The biggest and most expensive of the new listings is 935 Geary Boulevard, a 10-story Tenderloin apartment building known as The President, which is asking just under $16 million or about $135,000 per unit. It has 113 efficiency units with private bathrooms, four studios, one “townhouse-style” one-bedroom, and two office spaces in about 45,000 square feet, according to the listing notes. It is 30 percent vacant, with some units in the 1923 property that “will require renovations prior to renting” and an average rent of $500 a month.
In SoMa, the six-story 1912 building at 77 9th Street is 95 percent filled, according to its listing notes. It has 43 studios, each with its own private bathroom and kitchen, which rent for an average of $1,500 a month; a one-room SRO-style apartment with a hall bathroom and no kitchen; and 10 one-bedroom apartments that rent for an average of $1,800 a month. The 23,000-square-foot building is listed for just under $10 million, or $185,000 per unit.

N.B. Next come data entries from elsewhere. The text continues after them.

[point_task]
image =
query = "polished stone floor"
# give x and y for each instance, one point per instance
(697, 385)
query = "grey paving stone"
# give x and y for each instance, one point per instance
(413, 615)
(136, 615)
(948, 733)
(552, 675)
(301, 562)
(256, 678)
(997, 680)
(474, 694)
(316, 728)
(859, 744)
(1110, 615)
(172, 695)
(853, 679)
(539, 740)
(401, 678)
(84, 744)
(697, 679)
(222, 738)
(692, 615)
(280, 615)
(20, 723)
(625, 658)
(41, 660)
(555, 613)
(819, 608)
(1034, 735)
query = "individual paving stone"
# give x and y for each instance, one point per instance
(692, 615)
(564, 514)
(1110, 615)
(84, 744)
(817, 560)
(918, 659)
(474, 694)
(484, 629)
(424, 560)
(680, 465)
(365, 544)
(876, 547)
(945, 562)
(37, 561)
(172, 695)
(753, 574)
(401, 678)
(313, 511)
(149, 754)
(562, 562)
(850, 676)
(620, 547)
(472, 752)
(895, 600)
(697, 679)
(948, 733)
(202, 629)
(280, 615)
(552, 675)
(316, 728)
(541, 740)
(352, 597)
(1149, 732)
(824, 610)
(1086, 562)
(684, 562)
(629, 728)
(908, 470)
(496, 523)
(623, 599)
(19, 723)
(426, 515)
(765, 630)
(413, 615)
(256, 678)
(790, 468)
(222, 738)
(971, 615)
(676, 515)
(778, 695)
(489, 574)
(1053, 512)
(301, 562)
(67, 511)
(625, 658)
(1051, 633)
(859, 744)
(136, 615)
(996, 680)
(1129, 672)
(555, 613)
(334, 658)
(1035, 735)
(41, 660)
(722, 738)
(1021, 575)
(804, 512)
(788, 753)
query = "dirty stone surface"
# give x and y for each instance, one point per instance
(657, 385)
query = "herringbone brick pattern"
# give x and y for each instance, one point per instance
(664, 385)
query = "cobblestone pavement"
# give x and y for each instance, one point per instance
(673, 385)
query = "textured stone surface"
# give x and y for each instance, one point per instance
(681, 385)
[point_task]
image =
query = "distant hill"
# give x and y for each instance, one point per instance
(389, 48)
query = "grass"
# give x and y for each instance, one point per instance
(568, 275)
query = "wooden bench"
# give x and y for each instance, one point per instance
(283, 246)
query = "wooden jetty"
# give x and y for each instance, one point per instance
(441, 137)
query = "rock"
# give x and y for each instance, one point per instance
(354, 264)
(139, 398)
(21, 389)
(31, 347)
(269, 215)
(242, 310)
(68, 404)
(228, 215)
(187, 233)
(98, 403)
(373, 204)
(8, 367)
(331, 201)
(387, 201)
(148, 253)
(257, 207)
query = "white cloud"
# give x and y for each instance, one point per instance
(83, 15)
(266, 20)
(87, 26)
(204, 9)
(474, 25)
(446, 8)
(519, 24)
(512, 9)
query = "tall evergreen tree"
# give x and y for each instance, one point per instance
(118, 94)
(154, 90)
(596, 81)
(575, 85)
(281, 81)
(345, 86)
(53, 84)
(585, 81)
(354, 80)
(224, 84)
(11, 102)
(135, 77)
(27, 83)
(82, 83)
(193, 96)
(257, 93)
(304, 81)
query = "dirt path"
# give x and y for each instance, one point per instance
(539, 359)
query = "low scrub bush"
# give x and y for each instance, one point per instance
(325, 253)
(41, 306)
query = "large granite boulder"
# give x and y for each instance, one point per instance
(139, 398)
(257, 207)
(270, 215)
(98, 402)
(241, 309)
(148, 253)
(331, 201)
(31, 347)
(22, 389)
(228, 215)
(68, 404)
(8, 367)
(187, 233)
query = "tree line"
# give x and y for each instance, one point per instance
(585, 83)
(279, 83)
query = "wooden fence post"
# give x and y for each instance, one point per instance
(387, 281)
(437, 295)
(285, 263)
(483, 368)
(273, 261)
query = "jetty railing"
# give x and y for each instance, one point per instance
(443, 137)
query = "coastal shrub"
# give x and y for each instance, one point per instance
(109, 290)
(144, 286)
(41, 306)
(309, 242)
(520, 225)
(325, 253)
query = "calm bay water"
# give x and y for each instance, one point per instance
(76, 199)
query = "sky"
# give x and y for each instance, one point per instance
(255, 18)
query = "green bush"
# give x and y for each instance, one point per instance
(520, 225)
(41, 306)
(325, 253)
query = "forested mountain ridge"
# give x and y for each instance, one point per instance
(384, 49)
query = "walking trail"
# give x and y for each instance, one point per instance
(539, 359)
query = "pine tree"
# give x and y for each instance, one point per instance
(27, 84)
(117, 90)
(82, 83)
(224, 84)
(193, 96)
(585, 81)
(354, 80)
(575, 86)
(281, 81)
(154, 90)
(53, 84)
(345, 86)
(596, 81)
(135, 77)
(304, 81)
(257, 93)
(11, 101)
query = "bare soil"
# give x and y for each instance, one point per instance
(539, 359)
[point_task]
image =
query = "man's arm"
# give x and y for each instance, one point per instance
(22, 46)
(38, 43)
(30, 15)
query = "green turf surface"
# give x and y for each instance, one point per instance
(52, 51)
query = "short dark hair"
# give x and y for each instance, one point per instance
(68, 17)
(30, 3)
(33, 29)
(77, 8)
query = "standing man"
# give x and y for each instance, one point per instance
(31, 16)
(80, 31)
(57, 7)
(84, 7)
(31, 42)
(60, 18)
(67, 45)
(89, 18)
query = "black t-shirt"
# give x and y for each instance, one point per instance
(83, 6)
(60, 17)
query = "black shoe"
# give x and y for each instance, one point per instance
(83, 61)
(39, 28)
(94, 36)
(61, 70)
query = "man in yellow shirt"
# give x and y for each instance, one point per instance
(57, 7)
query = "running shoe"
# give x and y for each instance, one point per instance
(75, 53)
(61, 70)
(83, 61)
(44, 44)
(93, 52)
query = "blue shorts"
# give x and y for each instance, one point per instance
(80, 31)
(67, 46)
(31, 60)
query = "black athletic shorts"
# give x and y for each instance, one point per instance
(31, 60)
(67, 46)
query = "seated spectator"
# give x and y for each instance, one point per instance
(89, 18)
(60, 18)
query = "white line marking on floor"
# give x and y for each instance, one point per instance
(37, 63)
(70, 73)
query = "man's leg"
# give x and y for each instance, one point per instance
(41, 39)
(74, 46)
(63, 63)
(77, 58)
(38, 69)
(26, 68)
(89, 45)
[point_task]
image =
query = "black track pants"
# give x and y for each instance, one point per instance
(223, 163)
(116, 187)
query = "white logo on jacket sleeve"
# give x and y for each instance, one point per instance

Another Tenderloin building, this one at 500-510 Larkin Street, is asking about the same price per unit for nearly double the square footage, though much of that additional space is utilized by a three-story bar and event space with a dedicated outdoor patio. The corner building is six stories with 43 studio apartments, nine one-bedroom apartments, one two-bedroom apartment that “needs upgrading” and a commercial storefront currently leased to an organic grocer. Of the three buildings, it is the most recent buy, purchased for $6.5 million in 2004.
Many long-time owners have begun selling off their apartment buildings in the city as rents are back up from pandemic lows, with some northern neighborhoods closing in on their pre-pandemic rates. The $18 million sale of a long-held trophy building overlooking Alamo Square is the biggest multifamily sale of 2022 thus far.